- The Washington Times - Saturday, October 9, 2004

A Rockville animal-rights activist has sent out a mass mailing to property owners in Garrett County, Md., stating they should not allow bear hunters on their properties because 40 percent of them are drug addicts, drunks or mentally unstable.

Earle D. Hightower, chairman of the Institute for Public Safety, a 27-member group mainly concerned with such issues as traffic and smog, acknowledges the statistic printed on 600 cards is phony, but says it’s all for the cause.

“My personal opinion is that anybody who goes out and shoots helpless animals has a psychiatric problem,” said Mr. Hightower, 82, a former hunter and World War II veteran. “Logically, statistically if you look at a sample of the regular population, certain people will have some kind of psychiatric problems.”

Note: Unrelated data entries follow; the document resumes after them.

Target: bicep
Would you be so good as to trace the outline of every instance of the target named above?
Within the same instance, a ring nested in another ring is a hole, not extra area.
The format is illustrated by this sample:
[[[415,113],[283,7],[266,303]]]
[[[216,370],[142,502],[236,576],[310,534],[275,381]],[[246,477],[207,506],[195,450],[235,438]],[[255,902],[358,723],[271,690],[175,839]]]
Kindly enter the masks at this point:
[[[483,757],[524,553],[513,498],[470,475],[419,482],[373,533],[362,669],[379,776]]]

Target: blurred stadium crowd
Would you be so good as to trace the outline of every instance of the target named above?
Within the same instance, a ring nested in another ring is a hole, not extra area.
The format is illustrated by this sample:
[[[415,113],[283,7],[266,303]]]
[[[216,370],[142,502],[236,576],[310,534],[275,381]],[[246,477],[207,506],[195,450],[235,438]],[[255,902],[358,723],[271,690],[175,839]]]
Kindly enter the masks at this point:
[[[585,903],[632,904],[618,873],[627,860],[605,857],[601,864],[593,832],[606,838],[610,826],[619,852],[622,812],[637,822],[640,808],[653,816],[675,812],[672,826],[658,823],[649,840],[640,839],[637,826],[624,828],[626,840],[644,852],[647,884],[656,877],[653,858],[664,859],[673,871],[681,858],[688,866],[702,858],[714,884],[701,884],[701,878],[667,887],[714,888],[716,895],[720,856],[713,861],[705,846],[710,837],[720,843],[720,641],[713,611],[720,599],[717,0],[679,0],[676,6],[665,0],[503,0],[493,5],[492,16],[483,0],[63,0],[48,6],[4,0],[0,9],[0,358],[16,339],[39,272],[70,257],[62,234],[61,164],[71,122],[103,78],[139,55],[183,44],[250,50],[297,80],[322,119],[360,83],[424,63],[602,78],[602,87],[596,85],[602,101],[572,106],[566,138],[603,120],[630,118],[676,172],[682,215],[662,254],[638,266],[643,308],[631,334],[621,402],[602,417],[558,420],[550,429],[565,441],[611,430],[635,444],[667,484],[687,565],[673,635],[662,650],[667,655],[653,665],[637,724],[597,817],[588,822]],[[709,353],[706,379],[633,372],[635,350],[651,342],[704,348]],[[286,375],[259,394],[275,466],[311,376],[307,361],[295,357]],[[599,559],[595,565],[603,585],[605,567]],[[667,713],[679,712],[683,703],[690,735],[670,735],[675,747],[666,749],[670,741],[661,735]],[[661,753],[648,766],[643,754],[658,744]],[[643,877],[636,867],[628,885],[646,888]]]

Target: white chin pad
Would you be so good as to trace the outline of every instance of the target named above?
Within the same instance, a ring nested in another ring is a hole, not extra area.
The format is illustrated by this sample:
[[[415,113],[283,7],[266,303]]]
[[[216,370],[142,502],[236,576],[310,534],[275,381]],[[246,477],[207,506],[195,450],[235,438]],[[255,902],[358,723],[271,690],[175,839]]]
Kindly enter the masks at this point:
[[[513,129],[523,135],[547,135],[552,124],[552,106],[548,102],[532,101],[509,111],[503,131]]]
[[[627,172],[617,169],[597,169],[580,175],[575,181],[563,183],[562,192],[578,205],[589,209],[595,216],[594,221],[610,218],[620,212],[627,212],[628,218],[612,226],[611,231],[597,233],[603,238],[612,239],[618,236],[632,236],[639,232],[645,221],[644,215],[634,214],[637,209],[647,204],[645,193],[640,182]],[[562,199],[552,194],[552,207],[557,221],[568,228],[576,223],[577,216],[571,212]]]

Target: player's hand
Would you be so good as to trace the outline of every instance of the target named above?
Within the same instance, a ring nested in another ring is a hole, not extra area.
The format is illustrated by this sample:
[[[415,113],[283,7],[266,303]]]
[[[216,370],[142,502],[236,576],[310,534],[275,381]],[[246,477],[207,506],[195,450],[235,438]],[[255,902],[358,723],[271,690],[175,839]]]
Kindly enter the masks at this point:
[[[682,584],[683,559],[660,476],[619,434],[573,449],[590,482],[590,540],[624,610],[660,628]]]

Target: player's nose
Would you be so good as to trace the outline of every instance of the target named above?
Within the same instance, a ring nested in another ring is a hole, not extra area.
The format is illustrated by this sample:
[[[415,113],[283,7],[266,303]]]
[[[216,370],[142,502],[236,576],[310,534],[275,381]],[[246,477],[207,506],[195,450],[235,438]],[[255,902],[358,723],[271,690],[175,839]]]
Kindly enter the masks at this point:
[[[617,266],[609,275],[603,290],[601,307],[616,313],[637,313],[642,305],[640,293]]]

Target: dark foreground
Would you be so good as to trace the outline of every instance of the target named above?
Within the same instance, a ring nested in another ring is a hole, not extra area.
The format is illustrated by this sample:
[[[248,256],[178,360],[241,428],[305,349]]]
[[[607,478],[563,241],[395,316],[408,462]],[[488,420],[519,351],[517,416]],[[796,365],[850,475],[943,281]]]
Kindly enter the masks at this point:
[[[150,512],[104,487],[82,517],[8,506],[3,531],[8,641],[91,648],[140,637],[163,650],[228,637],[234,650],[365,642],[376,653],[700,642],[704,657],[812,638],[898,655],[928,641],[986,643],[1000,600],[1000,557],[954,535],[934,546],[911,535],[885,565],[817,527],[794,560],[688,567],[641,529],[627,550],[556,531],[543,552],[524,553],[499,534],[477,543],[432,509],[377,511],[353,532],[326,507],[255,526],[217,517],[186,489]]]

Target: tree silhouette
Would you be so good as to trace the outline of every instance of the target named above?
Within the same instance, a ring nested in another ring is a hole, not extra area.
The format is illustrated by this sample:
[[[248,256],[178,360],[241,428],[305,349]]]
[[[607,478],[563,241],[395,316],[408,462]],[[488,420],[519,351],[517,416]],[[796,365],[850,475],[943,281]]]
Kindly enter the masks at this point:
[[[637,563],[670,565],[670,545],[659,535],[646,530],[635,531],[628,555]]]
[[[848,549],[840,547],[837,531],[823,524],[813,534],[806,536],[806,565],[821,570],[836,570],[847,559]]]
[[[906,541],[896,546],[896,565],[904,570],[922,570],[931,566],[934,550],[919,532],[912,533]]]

The hunt is scheduled for Oct. 25 through 30. It will end when hunters have killed 30 bears out of an estimated statewide population of 500. If fewer than 30 are killed, a second hunt will be held Dec. 6 through 11. It will be Maryland’s first black bear hunt in 51 years.

Steven Christian, president of the Maryland Sportsman’s Association, is not amused by Mr. Hightower’s efforts.

“I am exploring my options right now for what can really be done about this,” said Mr. Christian, president of the Maryland Sportsman’s Association. “I believe this gentleman overstepped the bounds of decency.”

Mr. Hightower said he plans to distribute another 400 of the 5-by-8-inch cards because he is concerned about residents’ safety.

“You hear about hunting accidents all the time,” he said. “Of course every year somebody gets shot during a hunting accident.”

Mr. Hightower, who maintains he is a former National Rifle Association member, said he also is concerned about the “helpless” bears.

“These black bears are reclusive animals,” he said. “They don’t like to be around people and they are easy to shoot.”

The Maryland Department of Natural Resources has issued 200 permits for the hunt.

Officials estimate that about 400 of the state’s roughly 500 bears are in a section of Allegany County west of Cumberland. They want the hunt, in part, to reduce the likelihood of bear-human conflicts.

A judge in Prince George’s County has scheduled a hearing Oct. 18 on a lawsuit filed by animal-protection advocates in September seeking to stop the hunt.

Their petition claims state officials used flawed science and violated statutory deadlines in authorizing the hunt.

In September, Gov. Robert L. Ehrlich Jr., a Republican, approved a plan to allow the hunt, reversing a policy instituted by his predecessor, Gov. Parris N. Glendening, a Democrat.

This article is based in part on wire service reports.